- ARK Investment Management sold its position in ProShares Bitcoin ETF to buy shares of its own ARK 21Shares Bitcoin ETF, aiming to quickly gain scale and assets under management in the crowded Bitcoin ETF marketplace.
- Last December, ARK exited its Grayscale Bitcoin Trust position and temporarily put the funds in ProShares Bitcoin ETF while awaiting SEC approval of spot Bitcoin ETFs.
- With the SEC approving 11 spot Bitcoin ETFs at once, first-mover advantage is eliminated, so asset scale and inclusion in model portfolios will likely determine winners.
Redirecting Funds to ARKB
ARK Investment Management’s ARK Next Generation Internet ETF (ARKW) sold off $16 million of its position in the ProShares Bitcoin ETF (BITO) on Tuesday. The funds were used to purchase 365,427 shares of ARK’s own 21 Shares Bitcoin ETF (ARKB), now making up 1% of ARKW’s total holdings.
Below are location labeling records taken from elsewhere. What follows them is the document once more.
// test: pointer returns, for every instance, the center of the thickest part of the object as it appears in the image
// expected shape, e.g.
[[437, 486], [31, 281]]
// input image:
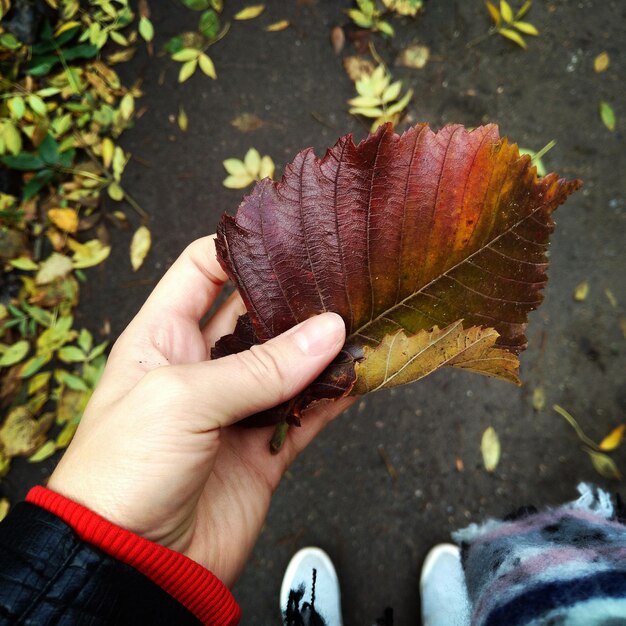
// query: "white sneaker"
[[310, 595], [442, 587]]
Gaining Scale Crucial in Crowded Market
With the SEC approving 11 spot Bitcoin ETFs simultaneously last week, first-mover advantage is out the window. Gaining scale has become vital, as many financial advisors and platforms have minimum asset requirements for inclusion. Buying up shares of its own ETF allows ARK to quickly gain assets under management.
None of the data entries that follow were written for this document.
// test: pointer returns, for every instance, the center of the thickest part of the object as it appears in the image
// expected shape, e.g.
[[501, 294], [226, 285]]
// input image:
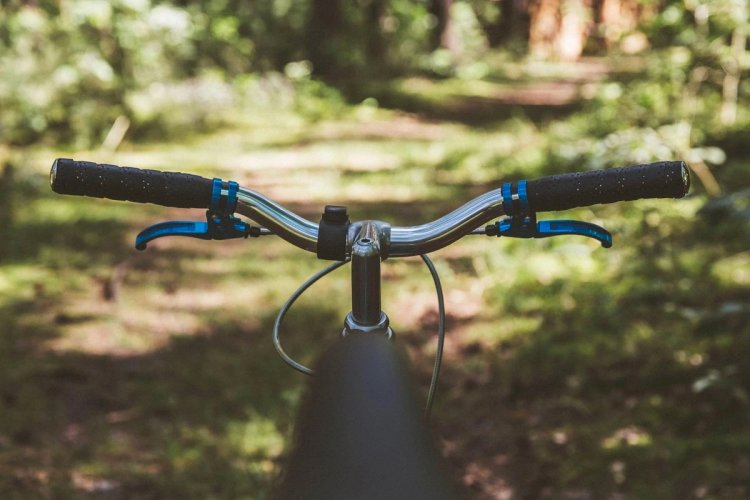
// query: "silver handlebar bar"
[[404, 241]]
Exiting GBTC Position Previously
Last December, ARK Invest sold out of its position in the Grayscale Bitcoin Trust (GBTC) ahead of its conversion to a spot Bitcoin ETF. It put nearly $100 million of the proceeds into the ProShares Bitcoin ETF (BITO) while awaiting SEC approval of spot ETFs. This move was intended to be temporary, providing secure Bitcoin exposure while approvals were still pending.
Allocating funds from ARKW to rapidly scale up ARKB positions ARK Investment Management to compete in the crowded Bitcoin ETF marketplace. As the simultaneous approval of multiple funds negates any first-mover advantage, asset scale and inclusion in model portfolios will likely determine winners.